A estrutura produtiva da mineração irá girar em torno de dois agentes: os escravos das
minas de lavra, abundantes na época áurea da mineração; e os faiscadores, trabalhadores
livres que andavam de um local para outro praticando a mineração de baixa produtividade,
tanto no tempo de prosperidade, quanto – principalmente – nos tempos de crise. Caio Prado
Júnior destaca também a extração de diamantes como um processo concomitante ao do ouro.
As minas de ouro provocaram o crescimento de outras regiões da colônia, uma vez que
era necessário abastecer esta região com alimentos e produtos que não eram produzidos ali. A
agricultura de subsistência e a pecuária tanto do nordeste quanto das províncias do sul irão ter
importante desenvolvimento nesta época. Mudanças políticas também ocorrerão devido ao
ciclo do ouro, como por exemplo, a transferência da capital de Salvador para o Rio de Janeiro
já que dinâmico se deslocou da região do açúcar para a mineração, era necessária uma
administração mais presente no local onde se exportava produção do ouro.
A crise do ouro se deu basicamente pelo esgotamento das reservas do metal e pela
técnica deficiente de exploração – em grande parte culpa da administração portuguesa que
mantinha a colônia isolada das inovações tecnológicas, inclusive de produção. Uma vez que
nos tempos prósperos as minas de ouro retiraram muita mão-de-obra escrava das plantações
de cana-de-açúcar do Nordeste, pode-se dizer que a crise da mineração foi parcialmente
responsável pela crise do açúcar. Já enfrentando altos preços do produto nos mercados
internacionais, e a perda do monopólio para as Antilhas holandesas o açúcar entrará em uma
crise momentânea. Para ressurgir algumas décadas depois, embora sem a mesma importância
anterior.
Um ponto interessante na análise do autor é o desenvolvimento e ocupação da região
amazônica no Extremo-Norte do país. Esta se deu com o objetivo de expulsar os holandeses e
ingleses da região, e aproveitou-se da hidrografia da região para vencer as dificuldades
impostas pela floresta equatorial. Irá se desenvolver economicamente baseada na extração de
produtos exóticos, como o cravo, a canela, a castanha, o cacau, e o peixe. Não foram
utilizados escravos africanos apenas indígenas, já em processo de “domesticação” pelos
jesuítas – os quais o autor se dedicará em explicar a função e o processo de expulsão destes
daquela região.
O período de apogeu colonial do Brasil será na fase que está submetido ao pacto colonial
português. Essa política estabelecia que a colônia deveria ofertar produtos agrícolas a
metrópole, enquanto fica submetida a consumir somente a manufatura oriunda da metrópole.

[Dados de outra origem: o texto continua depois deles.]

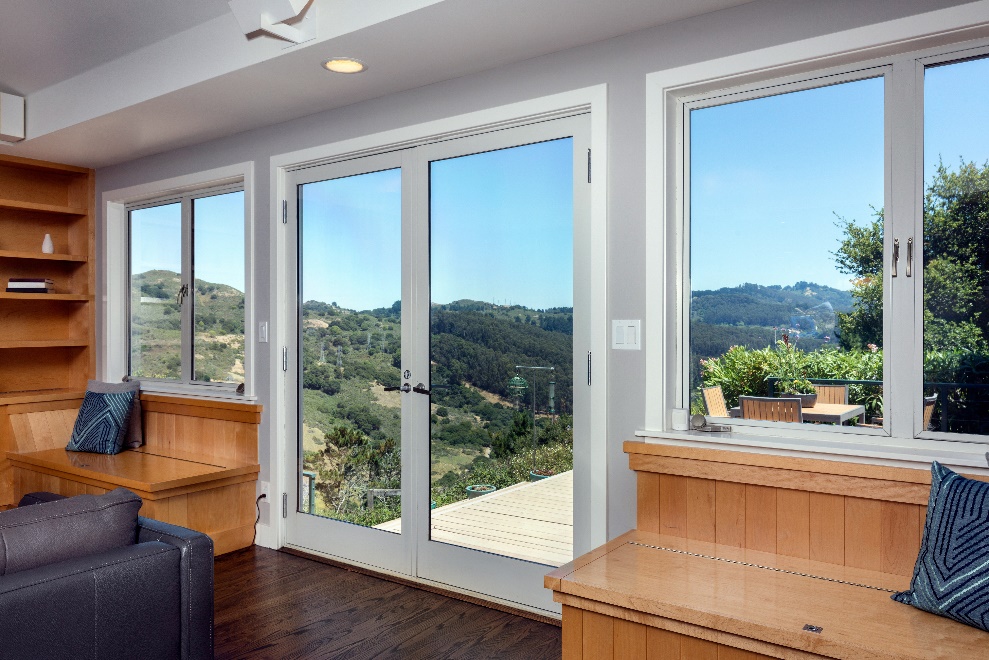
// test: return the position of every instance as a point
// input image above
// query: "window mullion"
(903, 358)
(188, 279)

Esta política somada ao fato de o açúcar estar em crise – devido aos fatores supracitados e a
técnicas ineficientes de uso do solo, e dos resíduos de produção – irá promover uma
diversificação dos produtos agrícolas produzidos no Brasil. No contexto da época, de
Revolução Industrial, principalmente nas indústrias têxteis, nos países desenvolvidos, o
algodão irá assumir um importante papel na economia da colônia. Desenvolvido no interior
do território – especialmente no Maranhão - não era um produção que exigisse muita mão-deobra. A exportação ocorrerá basicamente para a Inglaterra.

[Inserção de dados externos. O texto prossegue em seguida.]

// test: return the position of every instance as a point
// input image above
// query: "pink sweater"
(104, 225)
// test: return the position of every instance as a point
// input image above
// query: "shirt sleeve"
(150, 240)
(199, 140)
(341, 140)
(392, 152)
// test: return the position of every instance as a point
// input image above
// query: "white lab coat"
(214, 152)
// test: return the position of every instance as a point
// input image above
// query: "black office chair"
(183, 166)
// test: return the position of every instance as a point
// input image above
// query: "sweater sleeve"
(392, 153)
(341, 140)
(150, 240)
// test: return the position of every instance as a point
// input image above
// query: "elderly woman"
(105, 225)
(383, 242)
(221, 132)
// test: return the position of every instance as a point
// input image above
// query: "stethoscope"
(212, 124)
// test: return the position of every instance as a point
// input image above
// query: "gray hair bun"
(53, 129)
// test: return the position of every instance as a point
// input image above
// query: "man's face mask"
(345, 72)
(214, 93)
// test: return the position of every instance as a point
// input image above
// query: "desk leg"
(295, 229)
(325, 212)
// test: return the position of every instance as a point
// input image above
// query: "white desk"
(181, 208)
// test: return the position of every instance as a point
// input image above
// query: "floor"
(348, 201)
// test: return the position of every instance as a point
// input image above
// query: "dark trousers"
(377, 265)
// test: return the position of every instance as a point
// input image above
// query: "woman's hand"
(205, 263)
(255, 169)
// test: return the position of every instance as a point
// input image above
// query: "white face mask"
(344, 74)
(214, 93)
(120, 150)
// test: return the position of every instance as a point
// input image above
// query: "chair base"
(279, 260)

Seguindo sua tendência de abordar processos de menor expressão, Prado Júnior também trata
do cultivo do arroz ( Maranhão e Pará) que foi o segundo maior produto em importância no
período; do anil; e do café, ainda expoente.
Como no período da mineração com a ocupação da Amazônia, o autor prossegue com a
explicação do processo de incorporação do Rio Grande do Sul. Contará economicamente após
1750, irá basear sua economia na atividade pecuária e em suas variações diretas: a exploração
do couro; a venda de carne seca (charque); e a venda de muares e cavalos. O tipo de
propriedade era o latifúndio, principalmente nas regiões próximas a fronteira com o território
espanhol. A economia do sul foi muito importante, pois abasteceu os mercados do centro e te
mesmo nordeste, e se constituía uma economia voltada para o abastecimento do mercado
colonial, não de exportação metropolitana.

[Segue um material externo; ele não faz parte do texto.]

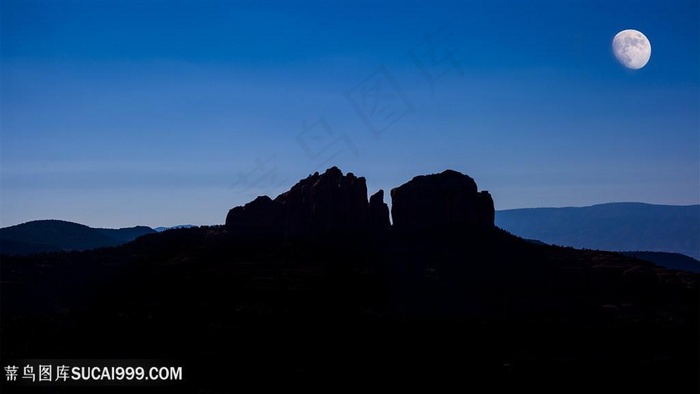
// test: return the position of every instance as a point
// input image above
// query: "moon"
(632, 48)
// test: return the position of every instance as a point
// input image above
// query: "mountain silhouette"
(675, 261)
(163, 228)
(315, 288)
(41, 236)
(614, 226)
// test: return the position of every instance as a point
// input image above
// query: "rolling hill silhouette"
(41, 236)
(316, 288)
(614, 226)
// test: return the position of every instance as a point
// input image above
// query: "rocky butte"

No capítulo dedicado a fazer um balanço da era colonial do Brasil, Prado Júnior trata
mais especificamente de algumas atividades, como as manufaturas ( muito pouco
desenvolvidas); as indústrias extrativas de madeira, erva-mate, sal; dos transportes e
comunicações dentro da colônia; entre outros processos. Cabe destacar neste capítulo o
diagrama demonstrativo do caráter geral da economia colonial brasileira. Pode-se perceber
que toda a organização econômica do país- seja esta estrutural, de trabalho, de propriedade – é
elaborada para atender às exportações dos produtos coloniais e receber produtos
manufaturados e fatores de serviço, como escravos. Nas palavras do autor, “ o regime colonial
representa um obstáculo intolerável oposto ao desenvolvimento do país.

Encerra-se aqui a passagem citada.